June 10th, 2014

Major Medical Organizations Establish Ambitious Diabetes Registry

Our knowledge of diabetes today is a bit like the way blind men understand an elephant. With a myriad of isolated perspectives it’s nearly impossible to gain a broad overview. Now, a new initiative from a group of major medical organization will seek to provide the tools to better see a full picture of the elephantine problem of diabetes.

The American College of Cardiology, the American Diabetes Association, the American College of Physicians, and the Joslin Diabetes Center announced today that they will launch the Diabetes Collaborative Registry, which they say is “aimed at tracking and improving the quality of diabetes and cardiometabolic care across the primary and specialty care continuum.”

Diabetes patients today “receive treatments across medical specialties for a multitude of related conditions,” according to the announcement. “The Diabetes Collaborative Registry will allow for a longitudinal study of diabetes presentation, progression, management and outcomes, even as patients receive treatment from multidisciplinary care teams.”

The Diabetes Collaborative Registry will utilize technology from the ACC’s PINNACLE Registry, which can bring together electronic medical records created by primary care physicians, endocrinologists, cardiologists, and other health care providers. But the new registry will go beyond PINNACLE and incorporate a broader range of data “to include additional measures relevant to a wider group of providers who are involved in the coordinated care and treatment of diabetes.”

On a practical level, the registry will enable “practices, providers and patients… to track adherence to performance measures at the provider and practice level, compare performance to national benchmarks, target quality improvement areas and ultimately transform the quality of care provided to patients.” Researchers will also now be able to utilize data from different outpatient providers.

“Cardiovascular disease is the leading cause of death among people with diabetes, and there is a clear need for cross-specialty management of diabetes patients,” said the ACC President Patrick O’Gara, in the announcement. “By consolidating patient data, this registry will allow primary care physicians and specialists who treat patients with diabetes to compare data and access real-time metrics on patients in all stages of the disease.”

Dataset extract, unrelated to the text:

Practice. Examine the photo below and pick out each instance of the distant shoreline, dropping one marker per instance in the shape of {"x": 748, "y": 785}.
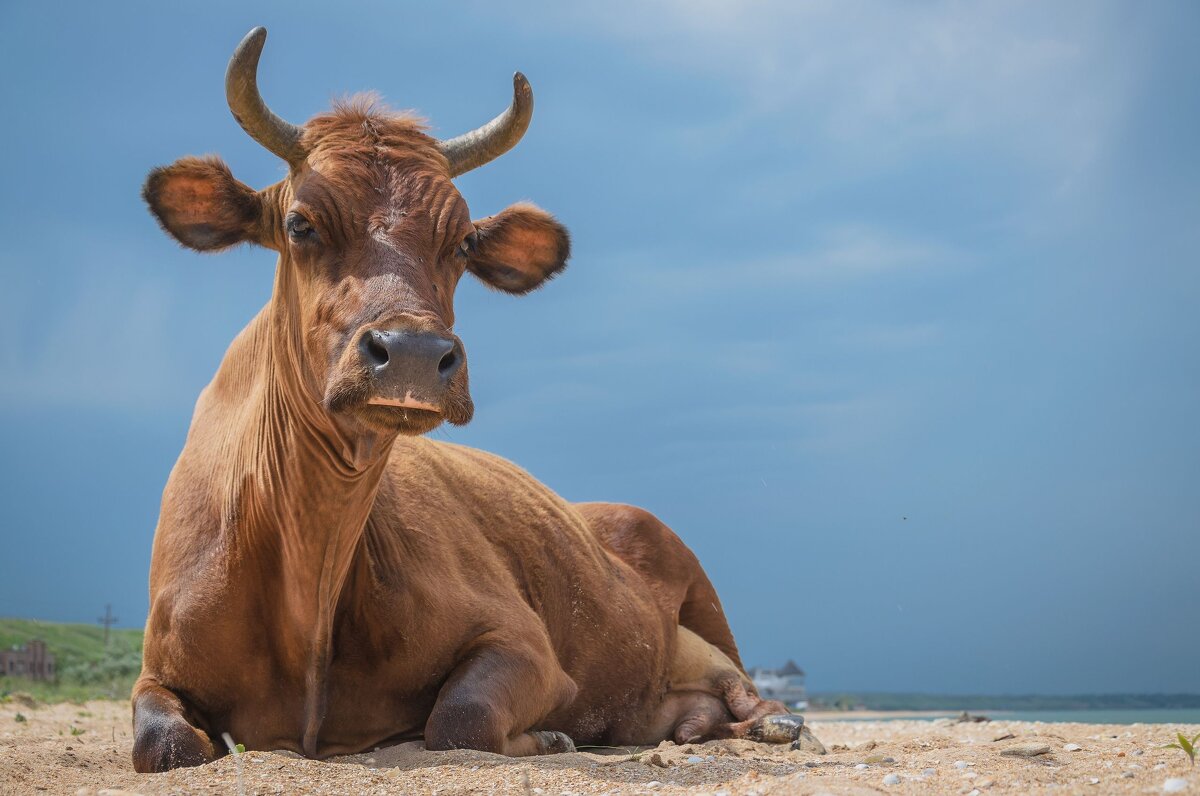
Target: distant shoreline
{"x": 1087, "y": 716}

“Diabetes is not one disease but a complex set of diseases and too often leads to serious and potentially life-threatening complications, such as cardiovascular and kidney disease, as well as nerve damage, amputation, blindness and a multitude of other health problems,” said the ADA’s Chief Scientific and Medical Officer Robert Ratner. “We hope that a cross-specialty, clinical registry will ultimately allow us to improve the quality of care — and therefore quality of life — for all people living with diabetes by giving researchers a clearer picture of what’s happening to patients at various stages of their disease. Improved data collection should help us improve patient outcomes.”

The founding sponsor of the registry is AstraZeneca. The registry expects to announce additional partners in the coming months and is open to accepting additional sponsors.